Image: Peter Prokosch/ GRID-Arendal

by Ashira Morris, ODP Staff Writer

During the Cold War, the U.S. had grand plans to hide nuclear missiles beneath Greenland’s ice. While that project didn’t pan out, as part of the work, researchers extracted a massive mile-long ice core and 12 feet of frozen soil. That soil was analyzed decades later, and the leaves, twigs, and mosses found in the sample reveal that Greenland was ice-free less than a million years ago (a relative blip in geological time). This means that, as the Washington Post reported, that the biggest reservoir of ice in the Northern Hemisphere can collapse due to relatively small increases in temperature over a long period of time. 

Why this Matters: Greenland is losing its ice at record rates, leading to about 14 mm of sea level rise over the past 50 years. Without changes to current global emissions, the ice sheet could hit a tipping point where there’s more melt than accumulation before 2050. It could lose as much as 35,900 billion tons of ice by 2100, causing three feet of sea level rise. A totally melted ice sheet would raise sea levels by 20 feet

We don’t want to see what that looks like,” Andrew Christ, one of the lead researchers told the Washington Post. “It underscores the urgency of needing to change the way things are going right now.”

Full Circle Study: The soil sample from the U.S. military’s top-secret “Project Iceworm” came from the military trying to disguise the true nature of their missile-burying operation. That project didn’t come to fruition, but the research carried out to protect it turns out to be much more valuable. 

As Christ and his advisor and co-author Paul Bierman wrote in The Conversation, “An Arctic military base built in response to the existential threat of nuclear war inadvertently led us to discover another threat from ice cores – the threat of sea level rise from human-caused climate change. Now, its legacy is helping scientists understand how the Earth responds to a changing climate.”

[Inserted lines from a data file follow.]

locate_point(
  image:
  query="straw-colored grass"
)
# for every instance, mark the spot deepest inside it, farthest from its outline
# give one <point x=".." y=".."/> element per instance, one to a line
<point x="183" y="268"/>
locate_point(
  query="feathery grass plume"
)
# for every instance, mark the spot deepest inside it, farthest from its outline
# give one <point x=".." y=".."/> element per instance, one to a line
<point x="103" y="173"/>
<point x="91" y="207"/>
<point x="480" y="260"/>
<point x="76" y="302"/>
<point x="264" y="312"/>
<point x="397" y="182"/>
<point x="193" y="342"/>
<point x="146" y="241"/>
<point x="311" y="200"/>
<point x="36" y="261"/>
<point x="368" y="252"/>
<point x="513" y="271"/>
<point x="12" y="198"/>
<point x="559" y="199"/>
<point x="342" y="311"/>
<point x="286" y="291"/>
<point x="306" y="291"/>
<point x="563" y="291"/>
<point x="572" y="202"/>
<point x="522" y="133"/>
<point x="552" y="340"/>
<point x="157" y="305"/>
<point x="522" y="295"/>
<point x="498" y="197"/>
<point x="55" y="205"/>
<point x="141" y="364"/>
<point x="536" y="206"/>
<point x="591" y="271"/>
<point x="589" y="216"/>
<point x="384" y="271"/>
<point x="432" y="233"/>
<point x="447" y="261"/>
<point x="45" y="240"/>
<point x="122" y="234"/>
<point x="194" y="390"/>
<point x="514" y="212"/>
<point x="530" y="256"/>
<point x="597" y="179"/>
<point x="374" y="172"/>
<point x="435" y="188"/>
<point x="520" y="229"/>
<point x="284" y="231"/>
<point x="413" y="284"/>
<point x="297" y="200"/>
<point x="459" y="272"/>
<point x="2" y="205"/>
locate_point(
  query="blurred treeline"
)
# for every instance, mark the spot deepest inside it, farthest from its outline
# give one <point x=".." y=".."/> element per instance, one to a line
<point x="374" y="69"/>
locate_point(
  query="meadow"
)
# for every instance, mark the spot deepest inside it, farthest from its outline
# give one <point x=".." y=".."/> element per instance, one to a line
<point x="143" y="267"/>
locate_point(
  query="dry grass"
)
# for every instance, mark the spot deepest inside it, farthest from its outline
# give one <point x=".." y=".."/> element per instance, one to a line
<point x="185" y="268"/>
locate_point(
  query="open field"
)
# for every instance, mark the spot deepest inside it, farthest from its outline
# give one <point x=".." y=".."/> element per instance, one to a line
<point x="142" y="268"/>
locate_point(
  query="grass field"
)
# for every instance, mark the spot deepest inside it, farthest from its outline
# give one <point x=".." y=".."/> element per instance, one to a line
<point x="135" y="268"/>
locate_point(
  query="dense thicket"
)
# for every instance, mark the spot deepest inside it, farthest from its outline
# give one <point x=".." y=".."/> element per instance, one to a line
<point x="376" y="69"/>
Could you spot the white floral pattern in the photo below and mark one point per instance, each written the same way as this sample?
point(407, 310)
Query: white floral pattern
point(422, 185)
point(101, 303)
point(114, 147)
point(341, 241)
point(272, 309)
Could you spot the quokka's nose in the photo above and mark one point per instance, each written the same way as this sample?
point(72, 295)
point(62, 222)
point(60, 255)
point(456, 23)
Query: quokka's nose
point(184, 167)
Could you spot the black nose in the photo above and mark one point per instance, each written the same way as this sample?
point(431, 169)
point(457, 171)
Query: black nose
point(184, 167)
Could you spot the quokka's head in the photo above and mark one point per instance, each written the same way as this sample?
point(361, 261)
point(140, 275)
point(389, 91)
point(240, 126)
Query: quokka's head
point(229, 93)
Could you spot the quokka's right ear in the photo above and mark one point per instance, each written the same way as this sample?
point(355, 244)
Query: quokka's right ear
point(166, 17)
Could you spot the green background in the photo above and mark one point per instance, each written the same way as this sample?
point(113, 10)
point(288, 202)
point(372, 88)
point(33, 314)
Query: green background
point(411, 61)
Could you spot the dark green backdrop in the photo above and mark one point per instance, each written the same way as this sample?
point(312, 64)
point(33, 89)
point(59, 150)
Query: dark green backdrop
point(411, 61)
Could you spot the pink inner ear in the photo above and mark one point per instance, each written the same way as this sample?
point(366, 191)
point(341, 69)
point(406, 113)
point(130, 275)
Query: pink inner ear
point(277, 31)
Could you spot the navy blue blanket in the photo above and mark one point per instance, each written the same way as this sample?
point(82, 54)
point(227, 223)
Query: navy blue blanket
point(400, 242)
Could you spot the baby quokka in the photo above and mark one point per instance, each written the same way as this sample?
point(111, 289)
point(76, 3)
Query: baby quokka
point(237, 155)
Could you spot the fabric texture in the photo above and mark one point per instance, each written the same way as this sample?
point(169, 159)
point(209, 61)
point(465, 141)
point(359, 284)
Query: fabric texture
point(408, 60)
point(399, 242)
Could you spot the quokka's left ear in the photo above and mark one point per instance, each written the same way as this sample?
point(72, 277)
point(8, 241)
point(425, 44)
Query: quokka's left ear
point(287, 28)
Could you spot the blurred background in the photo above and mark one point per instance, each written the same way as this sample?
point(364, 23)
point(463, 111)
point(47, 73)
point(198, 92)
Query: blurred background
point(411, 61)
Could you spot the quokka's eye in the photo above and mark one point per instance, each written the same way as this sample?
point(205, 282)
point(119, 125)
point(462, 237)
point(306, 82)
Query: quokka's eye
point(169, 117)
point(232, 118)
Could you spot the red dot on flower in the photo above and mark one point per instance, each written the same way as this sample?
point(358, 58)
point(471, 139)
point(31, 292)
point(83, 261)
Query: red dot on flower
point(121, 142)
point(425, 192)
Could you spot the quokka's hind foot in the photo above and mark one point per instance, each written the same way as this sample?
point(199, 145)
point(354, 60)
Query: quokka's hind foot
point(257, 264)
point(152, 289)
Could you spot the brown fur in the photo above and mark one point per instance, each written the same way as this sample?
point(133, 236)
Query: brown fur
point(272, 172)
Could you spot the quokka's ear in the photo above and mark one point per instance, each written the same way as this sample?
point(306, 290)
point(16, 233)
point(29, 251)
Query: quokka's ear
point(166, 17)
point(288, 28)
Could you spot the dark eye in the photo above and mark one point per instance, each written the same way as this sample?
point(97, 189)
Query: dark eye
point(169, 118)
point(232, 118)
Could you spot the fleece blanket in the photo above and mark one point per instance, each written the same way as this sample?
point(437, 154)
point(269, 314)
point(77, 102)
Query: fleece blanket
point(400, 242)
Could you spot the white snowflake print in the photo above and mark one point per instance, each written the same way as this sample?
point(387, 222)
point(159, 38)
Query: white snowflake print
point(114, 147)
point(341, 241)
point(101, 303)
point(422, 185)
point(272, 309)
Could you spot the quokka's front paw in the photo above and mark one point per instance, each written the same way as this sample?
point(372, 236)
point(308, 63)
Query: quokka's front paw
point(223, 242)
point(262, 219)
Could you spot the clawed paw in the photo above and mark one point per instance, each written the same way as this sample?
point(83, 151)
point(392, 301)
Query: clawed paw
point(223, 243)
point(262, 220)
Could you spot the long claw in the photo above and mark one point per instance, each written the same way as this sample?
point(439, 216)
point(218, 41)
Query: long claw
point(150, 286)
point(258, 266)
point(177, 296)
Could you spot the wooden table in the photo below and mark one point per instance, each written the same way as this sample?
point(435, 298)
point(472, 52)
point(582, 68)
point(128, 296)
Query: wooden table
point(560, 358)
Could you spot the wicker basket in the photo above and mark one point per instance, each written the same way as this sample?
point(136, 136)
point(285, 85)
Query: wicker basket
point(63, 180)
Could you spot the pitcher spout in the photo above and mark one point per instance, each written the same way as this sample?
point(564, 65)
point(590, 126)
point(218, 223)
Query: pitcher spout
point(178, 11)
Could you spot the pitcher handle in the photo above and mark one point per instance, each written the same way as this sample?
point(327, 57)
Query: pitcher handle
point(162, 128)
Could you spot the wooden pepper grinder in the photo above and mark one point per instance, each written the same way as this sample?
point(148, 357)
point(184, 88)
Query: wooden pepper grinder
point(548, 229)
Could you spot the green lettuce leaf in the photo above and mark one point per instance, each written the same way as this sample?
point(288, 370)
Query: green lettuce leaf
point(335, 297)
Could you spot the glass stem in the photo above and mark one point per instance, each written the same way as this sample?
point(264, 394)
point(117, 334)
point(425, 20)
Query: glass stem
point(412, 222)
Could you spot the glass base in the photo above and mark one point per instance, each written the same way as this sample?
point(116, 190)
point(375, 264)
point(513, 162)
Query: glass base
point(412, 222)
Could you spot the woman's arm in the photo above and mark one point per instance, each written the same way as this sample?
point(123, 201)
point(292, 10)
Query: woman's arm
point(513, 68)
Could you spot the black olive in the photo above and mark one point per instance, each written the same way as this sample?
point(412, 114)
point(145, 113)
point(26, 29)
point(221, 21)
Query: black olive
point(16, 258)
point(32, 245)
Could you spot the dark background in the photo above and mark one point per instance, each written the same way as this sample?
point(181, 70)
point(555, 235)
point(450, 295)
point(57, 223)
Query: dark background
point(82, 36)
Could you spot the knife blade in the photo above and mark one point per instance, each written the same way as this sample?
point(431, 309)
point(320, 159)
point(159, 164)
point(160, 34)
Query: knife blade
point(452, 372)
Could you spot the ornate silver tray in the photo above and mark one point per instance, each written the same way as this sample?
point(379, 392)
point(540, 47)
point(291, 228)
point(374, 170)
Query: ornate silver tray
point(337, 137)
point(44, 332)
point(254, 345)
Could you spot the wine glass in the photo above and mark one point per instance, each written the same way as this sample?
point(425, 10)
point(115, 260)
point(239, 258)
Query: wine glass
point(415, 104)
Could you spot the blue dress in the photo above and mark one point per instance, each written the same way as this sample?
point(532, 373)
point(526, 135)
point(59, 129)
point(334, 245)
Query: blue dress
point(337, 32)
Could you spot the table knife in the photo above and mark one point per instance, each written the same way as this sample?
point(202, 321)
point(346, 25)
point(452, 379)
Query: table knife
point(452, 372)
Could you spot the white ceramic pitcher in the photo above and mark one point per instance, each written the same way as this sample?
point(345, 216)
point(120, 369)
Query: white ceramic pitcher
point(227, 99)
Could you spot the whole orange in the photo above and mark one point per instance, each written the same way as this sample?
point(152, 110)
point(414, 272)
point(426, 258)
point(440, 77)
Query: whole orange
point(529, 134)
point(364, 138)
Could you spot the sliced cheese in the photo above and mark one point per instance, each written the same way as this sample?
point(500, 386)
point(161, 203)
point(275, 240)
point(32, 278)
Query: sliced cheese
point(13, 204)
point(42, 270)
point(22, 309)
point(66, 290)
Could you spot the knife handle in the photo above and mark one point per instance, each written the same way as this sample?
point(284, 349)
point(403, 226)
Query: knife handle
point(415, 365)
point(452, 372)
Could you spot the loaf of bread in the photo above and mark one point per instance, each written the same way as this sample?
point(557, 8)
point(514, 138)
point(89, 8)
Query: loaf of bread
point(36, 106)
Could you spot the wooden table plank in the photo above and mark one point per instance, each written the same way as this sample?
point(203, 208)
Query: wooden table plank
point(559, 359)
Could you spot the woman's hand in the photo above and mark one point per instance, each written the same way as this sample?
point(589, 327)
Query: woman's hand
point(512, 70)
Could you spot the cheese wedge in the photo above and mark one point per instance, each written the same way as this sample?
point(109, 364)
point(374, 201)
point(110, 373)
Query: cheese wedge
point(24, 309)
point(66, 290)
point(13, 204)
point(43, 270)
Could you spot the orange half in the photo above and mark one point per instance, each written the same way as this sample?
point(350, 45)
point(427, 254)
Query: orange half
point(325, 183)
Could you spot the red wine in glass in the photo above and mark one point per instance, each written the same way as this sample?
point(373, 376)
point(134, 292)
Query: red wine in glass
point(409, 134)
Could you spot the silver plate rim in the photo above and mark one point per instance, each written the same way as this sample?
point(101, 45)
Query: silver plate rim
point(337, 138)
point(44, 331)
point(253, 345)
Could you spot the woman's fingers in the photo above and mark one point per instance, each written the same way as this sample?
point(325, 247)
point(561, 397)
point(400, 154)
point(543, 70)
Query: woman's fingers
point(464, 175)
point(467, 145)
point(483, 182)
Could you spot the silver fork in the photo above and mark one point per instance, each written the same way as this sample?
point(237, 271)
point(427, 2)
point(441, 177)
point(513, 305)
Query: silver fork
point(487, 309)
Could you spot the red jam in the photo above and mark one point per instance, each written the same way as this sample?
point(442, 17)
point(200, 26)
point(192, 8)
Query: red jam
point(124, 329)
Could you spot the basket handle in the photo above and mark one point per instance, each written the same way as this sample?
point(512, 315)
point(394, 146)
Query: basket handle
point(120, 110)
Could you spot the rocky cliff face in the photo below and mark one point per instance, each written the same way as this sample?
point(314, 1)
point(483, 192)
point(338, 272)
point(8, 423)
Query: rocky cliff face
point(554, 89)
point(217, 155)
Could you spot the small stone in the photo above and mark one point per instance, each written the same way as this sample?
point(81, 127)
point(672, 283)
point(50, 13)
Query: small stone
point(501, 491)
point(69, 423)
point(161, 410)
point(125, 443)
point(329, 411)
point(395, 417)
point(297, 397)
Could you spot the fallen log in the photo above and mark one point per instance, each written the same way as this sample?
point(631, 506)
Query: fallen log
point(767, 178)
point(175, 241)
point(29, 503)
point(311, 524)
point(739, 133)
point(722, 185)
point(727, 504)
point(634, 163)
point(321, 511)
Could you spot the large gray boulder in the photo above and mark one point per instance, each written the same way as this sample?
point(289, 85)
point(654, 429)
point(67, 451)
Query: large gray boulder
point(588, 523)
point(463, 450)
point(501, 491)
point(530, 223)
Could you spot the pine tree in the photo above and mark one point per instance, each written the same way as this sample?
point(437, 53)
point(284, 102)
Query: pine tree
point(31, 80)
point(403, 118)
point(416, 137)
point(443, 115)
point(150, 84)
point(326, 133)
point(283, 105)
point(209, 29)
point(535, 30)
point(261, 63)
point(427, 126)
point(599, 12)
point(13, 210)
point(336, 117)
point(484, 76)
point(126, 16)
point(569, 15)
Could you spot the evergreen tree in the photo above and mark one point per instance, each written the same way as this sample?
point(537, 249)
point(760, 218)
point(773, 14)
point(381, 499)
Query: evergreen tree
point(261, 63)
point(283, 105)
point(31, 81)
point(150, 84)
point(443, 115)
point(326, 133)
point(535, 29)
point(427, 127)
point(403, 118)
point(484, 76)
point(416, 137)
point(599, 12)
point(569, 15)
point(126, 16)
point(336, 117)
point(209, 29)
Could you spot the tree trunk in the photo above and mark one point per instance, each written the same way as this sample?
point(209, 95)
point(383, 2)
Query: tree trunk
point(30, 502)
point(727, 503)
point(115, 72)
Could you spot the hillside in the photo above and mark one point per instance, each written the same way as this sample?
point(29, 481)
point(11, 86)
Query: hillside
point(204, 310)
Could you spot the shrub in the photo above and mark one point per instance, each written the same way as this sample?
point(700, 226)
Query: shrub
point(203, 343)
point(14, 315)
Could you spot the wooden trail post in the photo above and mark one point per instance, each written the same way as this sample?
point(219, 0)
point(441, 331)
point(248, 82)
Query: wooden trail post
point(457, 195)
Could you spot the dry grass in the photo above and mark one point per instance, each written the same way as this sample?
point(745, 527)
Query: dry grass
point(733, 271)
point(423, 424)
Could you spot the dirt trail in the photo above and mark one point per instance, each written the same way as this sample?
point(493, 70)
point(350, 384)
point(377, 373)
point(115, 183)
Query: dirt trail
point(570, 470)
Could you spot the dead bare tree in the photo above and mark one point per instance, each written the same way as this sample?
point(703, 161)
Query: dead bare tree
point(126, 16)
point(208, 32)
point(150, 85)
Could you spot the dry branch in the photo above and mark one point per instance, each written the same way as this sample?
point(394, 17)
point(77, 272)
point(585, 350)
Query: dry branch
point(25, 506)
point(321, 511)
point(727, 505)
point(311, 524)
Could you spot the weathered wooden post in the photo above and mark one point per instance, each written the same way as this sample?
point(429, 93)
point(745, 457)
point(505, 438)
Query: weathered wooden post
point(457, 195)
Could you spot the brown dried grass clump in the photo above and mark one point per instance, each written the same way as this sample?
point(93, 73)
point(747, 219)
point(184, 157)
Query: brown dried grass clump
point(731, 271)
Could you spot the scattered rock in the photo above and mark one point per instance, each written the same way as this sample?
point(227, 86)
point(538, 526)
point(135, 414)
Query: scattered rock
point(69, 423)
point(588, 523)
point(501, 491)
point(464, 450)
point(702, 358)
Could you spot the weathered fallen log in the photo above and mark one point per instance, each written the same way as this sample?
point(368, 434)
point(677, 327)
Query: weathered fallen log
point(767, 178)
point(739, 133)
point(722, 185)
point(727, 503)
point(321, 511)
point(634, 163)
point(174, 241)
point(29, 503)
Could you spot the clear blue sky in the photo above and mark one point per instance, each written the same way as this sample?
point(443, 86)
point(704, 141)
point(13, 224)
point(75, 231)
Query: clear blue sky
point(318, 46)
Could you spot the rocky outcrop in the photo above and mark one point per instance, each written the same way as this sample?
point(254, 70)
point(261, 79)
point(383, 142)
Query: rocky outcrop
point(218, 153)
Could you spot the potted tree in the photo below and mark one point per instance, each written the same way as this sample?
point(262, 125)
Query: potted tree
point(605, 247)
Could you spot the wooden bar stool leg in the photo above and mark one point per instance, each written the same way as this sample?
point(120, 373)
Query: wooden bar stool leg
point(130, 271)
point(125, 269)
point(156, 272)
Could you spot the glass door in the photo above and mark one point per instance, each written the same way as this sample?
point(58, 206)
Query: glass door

Melting Will Redraw Coastlines: About 40% of people on earth live on or near the coast, and climate displacement is already happening from the sea level rise and more intense storms we’re experiencing today. Scientists say that every centimeter in global sea level rise exposes another 6 million people to coastal flooding. Looking at the Greenland ice sheet alone — the only permanent ice sheet outside of Antarctica — if current emissions continue, 100 million people will experience flooding every year by the end of the century.